そんな中、ゲーム会社インフィニティが発売したワールドクリエイターはその高いゲーム性と自由度の高さ、運営の対応の良さなど様々な理由で、フルダイブシステムが使用されたゲーム機「ポッシブル」が発売されてから7年以上のサービス提供を行っており、今なお新規プレイヤーが増え続ける人気MMORPGの地位を確立していた。
そんなワールドクリエイターの世界では最近おかしな噂が立っていた。なんでもプレイヤーメイキングのあるモンスターを倒すとゲームにログイン出来なくなってしまうというもの。今回の週刊わーくりではこの噂の真偽について確かめていきます。」
冒頭こそ真面目な文章だった雑誌は1ページの半分もかからずにいつものように砕けた文章へと変わり、以降は本当かどうかも分からないむしろ適正レベル120以上のダンジョンで見たとかリリーちゃんの家の風呂場で見たとかギルドの奥の席で飲んでいたというような悪ふざけのような投稿が続いていた。
「これ以上は見るだけ無駄ですね。」
と有力な情報はないかとパラパラページをめくって確認していたが、途中から全く関係のないグラビアが始まった雑誌を机の上に放り投げる小さな人影。表紙にはピンク色の髪をした女性が剣を構えており、その横に「引退?失踪?ワークリの噂にせまる!!」とでかでかと印字されていた。

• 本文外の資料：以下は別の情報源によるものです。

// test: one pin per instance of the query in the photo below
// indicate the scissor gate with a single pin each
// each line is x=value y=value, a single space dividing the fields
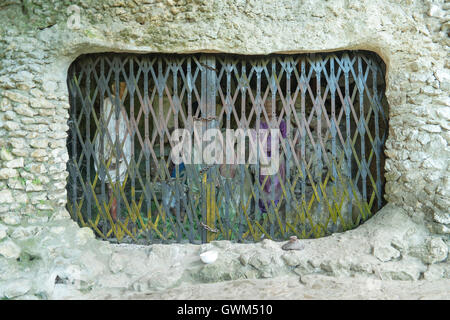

現在の時刻は午後の四時半。予定していた集合時間より早くログインしてしまった彼はログイン後暇をつぶすために毎週発行されている週刊誌をショップで買ったのだがそこには最近掲示板を賑わせている噂の話ともう知っているアイテムやボスの情報ばかりだった。
いらないものを買ってしまい少しだけへこむが、過ぎたことは仕方ないと切り替え、足がぎりぎり届いていなかった椅子からぴょんと下りこの後の話し合いとその後のボス戦の支度をするため机の上のベルに手を伸ばす。黒を基調としたゴシック風の服から伸びる白磁のように真っ白な手がベルを掴み、チリンチリンと軽いベルの音が大きな丸机と七つの椅子を置いてある大広間に響かせる。すると、少女の正面のドアが開き、フリルをふんだんに使ったメイド服に身を包んだかわいらしい黒髪の少女と、執事服を着て腰に剣を差した髭を蓄えた優しげな紳士が現れた。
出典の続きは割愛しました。